The character was first introduced in the comic book series, way back in 1984, and appeared as a programmer. But most will remember her from the animated series, where she wore a bright yellow jumpsuit and got into all sorts of crazy calamities. (There's a nod to the original jumpsuit in Fox's yellow leather jacket.) In the original live-action "Teenage Mutant Ninja Turtles" movie, O'Neil is closer to the comic book, a gritty investigative reporter willing to stick her neck out for a story, but in the sequel she became more of a news anchor; a talking head afraid of mixing it up. (Honestly, the less said about the third live action movie, the better.)
It appears this new version of April is closer to that initial incarnation. "April is willing to do whatever she has to do for whatever she sees is right," Fox says in the featurette, before various clips of her climbing buildings and falling through pipes. Apparently, this movie has a lot of action, with the heroes in a half-shell being brought to dazzling life courtesy of Peter Jackson's Weta Workshop, who also provided the apes for "Dawn of the Planet of the Apes."
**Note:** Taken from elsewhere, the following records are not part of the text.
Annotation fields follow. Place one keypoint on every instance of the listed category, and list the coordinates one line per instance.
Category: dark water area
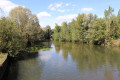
(68, 61)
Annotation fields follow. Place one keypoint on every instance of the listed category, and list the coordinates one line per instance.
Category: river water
(68, 61)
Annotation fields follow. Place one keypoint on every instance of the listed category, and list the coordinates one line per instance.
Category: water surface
(69, 61)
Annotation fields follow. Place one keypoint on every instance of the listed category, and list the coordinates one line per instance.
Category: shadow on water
(68, 61)
(11, 69)
(27, 67)
(93, 59)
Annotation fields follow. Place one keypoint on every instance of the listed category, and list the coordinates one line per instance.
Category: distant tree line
(19, 30)
(88, 28)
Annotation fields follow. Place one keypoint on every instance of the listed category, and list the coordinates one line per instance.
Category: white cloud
(66, 17)
(7, 5)
(87, 9)
(67, 4)
(61, 10)
(43, 14)
(58, 5)
(54, 6)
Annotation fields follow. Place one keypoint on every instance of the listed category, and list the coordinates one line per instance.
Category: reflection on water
(69, 61)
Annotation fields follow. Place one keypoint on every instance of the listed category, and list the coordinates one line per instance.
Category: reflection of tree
(90, 57)
(28, 69)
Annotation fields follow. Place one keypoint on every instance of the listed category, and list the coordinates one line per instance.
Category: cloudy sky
(50, 12)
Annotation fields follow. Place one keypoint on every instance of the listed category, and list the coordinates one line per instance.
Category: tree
(47, 32)
(11, 40)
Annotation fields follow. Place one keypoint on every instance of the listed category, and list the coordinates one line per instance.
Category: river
(68, 61)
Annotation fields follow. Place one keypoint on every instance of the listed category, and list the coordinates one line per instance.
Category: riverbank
(3, 63)
(3, 57)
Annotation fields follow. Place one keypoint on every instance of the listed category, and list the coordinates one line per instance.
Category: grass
(2, 58)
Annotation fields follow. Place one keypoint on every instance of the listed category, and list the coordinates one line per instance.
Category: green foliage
(87, 28)
(11, 40)
(19, 30)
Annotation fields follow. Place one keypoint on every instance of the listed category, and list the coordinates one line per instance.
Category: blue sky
(50, 12)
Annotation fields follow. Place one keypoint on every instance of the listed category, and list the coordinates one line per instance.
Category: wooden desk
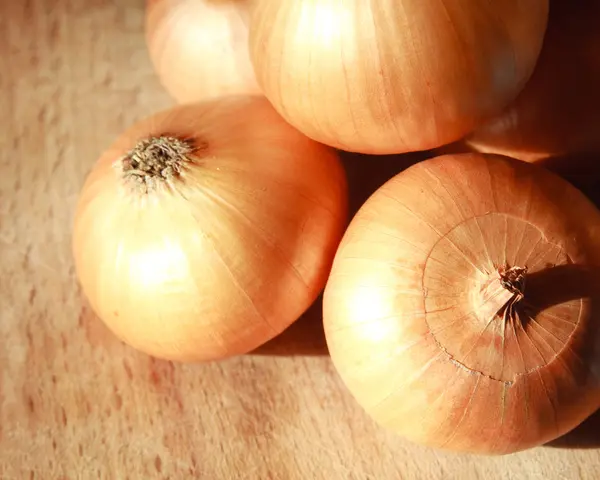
(77, 404)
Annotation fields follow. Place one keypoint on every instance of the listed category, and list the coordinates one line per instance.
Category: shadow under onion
(586, 435)
(581, 170)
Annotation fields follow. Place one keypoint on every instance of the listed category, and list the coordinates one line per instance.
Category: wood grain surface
(77, 404)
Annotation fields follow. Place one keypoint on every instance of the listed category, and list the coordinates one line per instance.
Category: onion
(207, 229)
(461, 310)
(558, 112)
(395, 75)
(199, 48)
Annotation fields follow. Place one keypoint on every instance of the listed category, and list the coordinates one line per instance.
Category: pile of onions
(199, 48)
(396, 75)
(207, 229)
(558, 112)
(461, 310)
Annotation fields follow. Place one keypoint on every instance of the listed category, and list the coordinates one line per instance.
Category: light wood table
(77, 404)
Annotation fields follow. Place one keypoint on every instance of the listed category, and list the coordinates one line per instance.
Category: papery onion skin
(405, 325)
(220, 259)
(395, 75)
(558, 111)
(199, 48)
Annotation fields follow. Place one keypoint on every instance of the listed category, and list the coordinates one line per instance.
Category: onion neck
(500, 293)
(154, 161)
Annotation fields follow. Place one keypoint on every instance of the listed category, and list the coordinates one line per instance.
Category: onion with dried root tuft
(462, 310)
(207, 229)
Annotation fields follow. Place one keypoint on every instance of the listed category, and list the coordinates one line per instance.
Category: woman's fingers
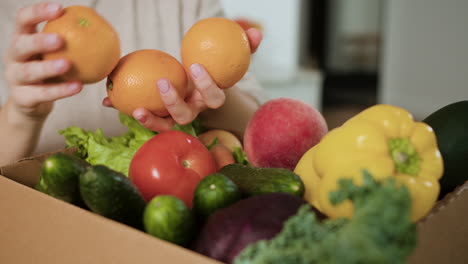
(28, 17)
(212, 95)
(37, 71)
(31, 96)
(153, 122)
(26, 46)
(255, 38)
(106, 102)
(180, 111)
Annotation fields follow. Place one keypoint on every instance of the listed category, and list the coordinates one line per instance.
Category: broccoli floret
(380, 230)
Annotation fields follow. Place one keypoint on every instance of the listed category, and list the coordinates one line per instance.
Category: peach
(281, 131)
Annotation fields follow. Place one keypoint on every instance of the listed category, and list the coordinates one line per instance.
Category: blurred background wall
(424, 62)
(342, 56)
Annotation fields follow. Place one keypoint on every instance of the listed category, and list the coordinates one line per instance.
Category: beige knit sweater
(141, 24)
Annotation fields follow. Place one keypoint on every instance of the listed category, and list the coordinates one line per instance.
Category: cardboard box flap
(36, 228)
(27, 171)
(443, 235)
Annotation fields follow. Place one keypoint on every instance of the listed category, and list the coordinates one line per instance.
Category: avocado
(254, 181)
(450, 125)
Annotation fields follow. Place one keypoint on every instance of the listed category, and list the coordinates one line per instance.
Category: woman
(32, 112)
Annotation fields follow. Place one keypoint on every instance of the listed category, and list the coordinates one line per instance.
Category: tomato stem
(84, 22)
(186, 164)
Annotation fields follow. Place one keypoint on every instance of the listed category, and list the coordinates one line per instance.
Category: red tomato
(171, 163)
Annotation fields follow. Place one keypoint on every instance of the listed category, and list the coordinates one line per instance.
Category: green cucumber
(167, 217)
(212, 193)
(111, 194)
(254, 181)
(60, 177)
(450, 124)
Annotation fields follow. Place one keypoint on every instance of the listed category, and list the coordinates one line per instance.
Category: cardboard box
(36, 228)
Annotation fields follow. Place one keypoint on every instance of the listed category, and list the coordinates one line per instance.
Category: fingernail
(51, 39)
(163, 85)
(141, 118)
(59, 64)
(73, 87)
(53, 7)
(196, 70)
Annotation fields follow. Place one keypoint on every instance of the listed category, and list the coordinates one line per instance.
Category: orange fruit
(221, 46)
(132, 84)
(91, 44)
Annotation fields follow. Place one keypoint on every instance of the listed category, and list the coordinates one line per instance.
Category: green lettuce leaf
(114, 152)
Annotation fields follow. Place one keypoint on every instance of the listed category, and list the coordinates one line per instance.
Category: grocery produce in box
(281, 131)
(450, 124)
(112, 194)
(60, 177)
(228, 231)
(386, 141)
(380, 231)
(254, 181)
(168, 218)
(172, 162)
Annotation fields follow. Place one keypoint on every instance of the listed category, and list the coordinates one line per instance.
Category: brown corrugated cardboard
(36, 228)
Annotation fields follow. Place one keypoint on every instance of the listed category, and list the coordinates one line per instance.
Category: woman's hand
(206, 94)
(25, 73)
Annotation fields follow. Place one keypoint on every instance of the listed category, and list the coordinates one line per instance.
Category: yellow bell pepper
(386, 141)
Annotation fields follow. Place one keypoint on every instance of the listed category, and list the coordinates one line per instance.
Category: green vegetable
(450, 124)
(212, 193)
(253, 181)
(168, 218)
(60, 176)
(115, 152)
(379, 232)
(112, 195)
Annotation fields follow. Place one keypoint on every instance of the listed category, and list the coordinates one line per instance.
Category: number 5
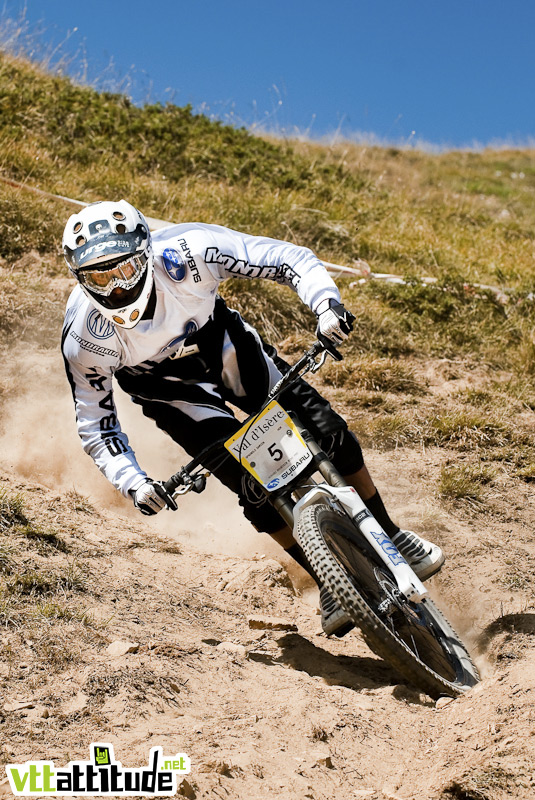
(275, 452)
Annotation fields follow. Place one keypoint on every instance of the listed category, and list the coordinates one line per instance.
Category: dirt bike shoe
(334, 620)
(425, 558)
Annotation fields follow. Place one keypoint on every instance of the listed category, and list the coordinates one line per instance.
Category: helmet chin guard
(108, 249)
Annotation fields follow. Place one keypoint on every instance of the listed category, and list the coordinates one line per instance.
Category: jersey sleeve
(90, 366)
(240, 255)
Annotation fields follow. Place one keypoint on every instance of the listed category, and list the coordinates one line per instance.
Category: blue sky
(452, 73)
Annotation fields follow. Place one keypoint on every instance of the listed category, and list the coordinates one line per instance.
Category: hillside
(438, 383)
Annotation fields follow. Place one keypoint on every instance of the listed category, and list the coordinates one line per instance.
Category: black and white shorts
(188, 398)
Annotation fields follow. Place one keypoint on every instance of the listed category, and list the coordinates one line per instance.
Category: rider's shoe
(334, 620)
(425, 558)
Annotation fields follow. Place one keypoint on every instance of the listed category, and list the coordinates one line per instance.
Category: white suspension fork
(348, 499)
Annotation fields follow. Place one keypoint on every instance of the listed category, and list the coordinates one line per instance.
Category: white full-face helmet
(108, 249)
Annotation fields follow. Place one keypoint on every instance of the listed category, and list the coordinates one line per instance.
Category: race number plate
(270, 447)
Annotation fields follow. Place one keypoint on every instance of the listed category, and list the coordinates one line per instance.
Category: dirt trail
(284, 713)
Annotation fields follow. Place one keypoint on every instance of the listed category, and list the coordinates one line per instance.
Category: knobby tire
(415, 638)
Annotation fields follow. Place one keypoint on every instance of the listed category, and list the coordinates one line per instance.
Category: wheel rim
(409, 622)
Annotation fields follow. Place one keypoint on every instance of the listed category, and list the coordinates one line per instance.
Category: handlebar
(190, 480)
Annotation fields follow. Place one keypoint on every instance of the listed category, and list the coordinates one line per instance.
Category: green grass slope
(463, 217)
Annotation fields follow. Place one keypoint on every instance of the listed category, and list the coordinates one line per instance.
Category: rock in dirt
(19, 706)
(231, 647)
(119, 648)
(270, 623)
(442, 702)
(186, 790)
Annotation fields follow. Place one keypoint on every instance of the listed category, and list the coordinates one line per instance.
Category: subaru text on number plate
(270, 447)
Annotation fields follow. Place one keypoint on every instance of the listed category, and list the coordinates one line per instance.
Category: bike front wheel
(415, 638)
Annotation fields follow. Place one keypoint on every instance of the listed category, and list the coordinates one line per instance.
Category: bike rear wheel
(415, 638)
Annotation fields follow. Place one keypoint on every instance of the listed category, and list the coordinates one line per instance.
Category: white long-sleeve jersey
(190, 261)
As director Jonathan Liebesman says elsewhere in the little featurette, "She is very determined. She feels she has a lot to prove. Everyone doubts her because she is beautiful. She wants to show people there is more to her than meets the eye." Could there be some feminist subtext snuck into a film about six-foot-tall radioactive turtles who fight crime using their extreme martial arts skills? We can only hope!
"Teenage Mutant Ninja Turtles" opens on August 8th.